McCain takes lead as gun-rights advocate

? Republican presidential candidate John McCain declared Wednesday he believes in “no gun control,” making the strongest affirmation of support for gun rights in the GOP field since the Virginia Tech massacre.

The Arizona senator said in Summerville, S.C., that the country needs better ways to identify dangerous people like the gunman who killed 32 people and himself in the Blacksburg, Va., rampage. But he opposed weakening gun rights and, when asked whether ammunition clips sold to the public should be limited in size, said, “I don’t think that’s necessary at all.”
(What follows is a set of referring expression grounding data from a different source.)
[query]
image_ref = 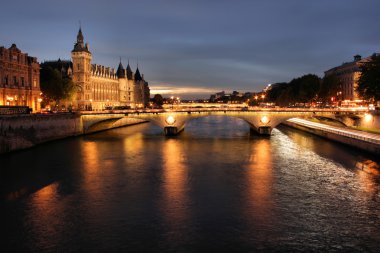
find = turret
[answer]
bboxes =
[126,60,133,79]
[77,28,84,44]
[117,60,126,78]
[72,27,90,53]
[135,67,142,81]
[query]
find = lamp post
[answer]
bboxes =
[89,99,93,111]
[170,96,174,109]
[337,91,342,106]
[37,98,42,113]
[254,95,258,106]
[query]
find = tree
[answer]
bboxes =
[357,54,380,104]
[266,83,289,106]
[319,75,341,104]
[62,78,77,102]
[40,67,78,105]
[277,74,320,105]
[152,94,164,108]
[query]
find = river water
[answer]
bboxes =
[1,116,380,252]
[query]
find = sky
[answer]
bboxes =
[1,0,379,99]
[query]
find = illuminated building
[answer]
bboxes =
[0,44,41,111]
[43,27,150,110]
[324,55,372,101]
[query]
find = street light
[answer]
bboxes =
[166,115,176,125]
[89,99,93,111]
[337,91,342,106]
[37,97,42,112]
[260,115,270,124]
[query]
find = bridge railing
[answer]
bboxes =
[78,106,369,115]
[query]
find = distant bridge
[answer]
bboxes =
[80,108,369,136]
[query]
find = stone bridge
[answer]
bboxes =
[81,108,369,136]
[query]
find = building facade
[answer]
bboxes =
[0,44,41,111]
[43,28,150,110]
[324,55,371,101]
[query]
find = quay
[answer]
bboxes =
[283,118,380,155]
[0,113,147,154]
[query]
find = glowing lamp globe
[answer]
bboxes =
[166,116,176,125]
[260,116,270,124]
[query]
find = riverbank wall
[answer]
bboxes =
[282,120,380,155]
[0,114,146,154]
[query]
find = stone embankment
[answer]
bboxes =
[283,118,380,155]
[0,113,146,154]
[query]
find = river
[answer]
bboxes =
[1,116,380,252]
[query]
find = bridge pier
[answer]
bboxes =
[257,126,272,135]
[250,126,272,136]
[164,126,184,136]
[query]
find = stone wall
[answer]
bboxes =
[0,113,147,154]
[0,114,82,154]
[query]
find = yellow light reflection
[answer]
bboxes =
[245,139,273,224]
[161,139,189,225]
[80,141,105,202]
[81,141,100,176]
[28,182,60,241]
[32,183,59,210]
[356,160,379,195]
[123,132,144,156]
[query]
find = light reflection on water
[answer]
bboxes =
[1,116,380,252]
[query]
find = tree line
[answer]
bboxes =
[267,54,380,106]
[266,74,340,106]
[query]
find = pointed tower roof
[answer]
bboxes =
[77,27,84,43]
[126,60,133,79]
[72,27,90,53]
[135,67,142,81]
[116,60,126,78]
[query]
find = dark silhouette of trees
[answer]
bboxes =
[40,67,77,104]
[357,54,380,104]
[151,94,164,108]
[319,75,341,103]
[266,74,321,106]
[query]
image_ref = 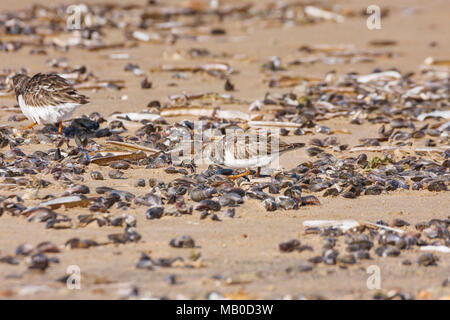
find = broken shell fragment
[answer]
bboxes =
[39,196,91,210]
[169,235,196,248]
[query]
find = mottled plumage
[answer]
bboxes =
[203,129,305,174]
[11,73,89,129]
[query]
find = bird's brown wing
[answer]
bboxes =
[221,130,305,160]
[23,73,89,107]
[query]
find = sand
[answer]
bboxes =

GOP rival Rudy Giuliani, too, voiced his support for the Second Amendment on Wednesday, but not in such absolute terms. Once an advocate of strong federal gun controls, the former New York mayor said “this tragedy does not alter the Second Amendment” while indicating he favors the right of states to pass their own restrictions.

Other candidates in both parties have stayed largely silent on the issue in the immediate aftermath of the killings, except to express their sorrow.

McCain has opposed many gun controls in the Senate over the years but broke from most of his party – and his past – in supporting legislation to require background checks for buyers at gun shows. In one such vote, he relished taking a position at odds with the National Rifle Association.

In a speech Wednesday to a crowd of 400, McCain was unequivocal in support of the right to bear arms.

“I do not believe we should tamper with the Second Amendment of the Constitution of the United States,” he said. A woman shouted that George Washington’s troops used muskets, not automatic weapons.

“I hope that we can find better ways of identifying people such as this sick young man so that we can prevent them from not only taking action with guns but with knives or with anything else that will harm their fellow citizens,” McCain said.

McCain reiterated that later with reporters.

“I strongly support the Second Amendment and I believe the Second Amendment ought to be preserved – which means no gun control,” McCain said.

The candidates’ silence and discomfort may become insupportable once the nation finds its voice in the aftermath of the Virginia Tech murders.

Democrats have been deliberately muted for months on an issue that, by their own reckoning, contributed to and perhaps sealed their defeat in the 2000 presidential election. That’s when Al Gore’s call for gun registration cost him votes in rural America and dulled the party’s appetite for taking on the gun lobby.

Top Republicans in the race are trying to close ranks with their party’s conservative base on a variety of issues, making gun control an unusually sensitive one for them, too, thanks to their liberal views in the past.

With facts still unfolding, the killer was described as a creepy loner who had been accused of stalking two women, wrote violent schoolwork, been sent to mental health counseling for suspected suicidal tendencies, and scared some fellow students out of coming to class – yet did not have a criminal record that might have stopped him from buying his guns.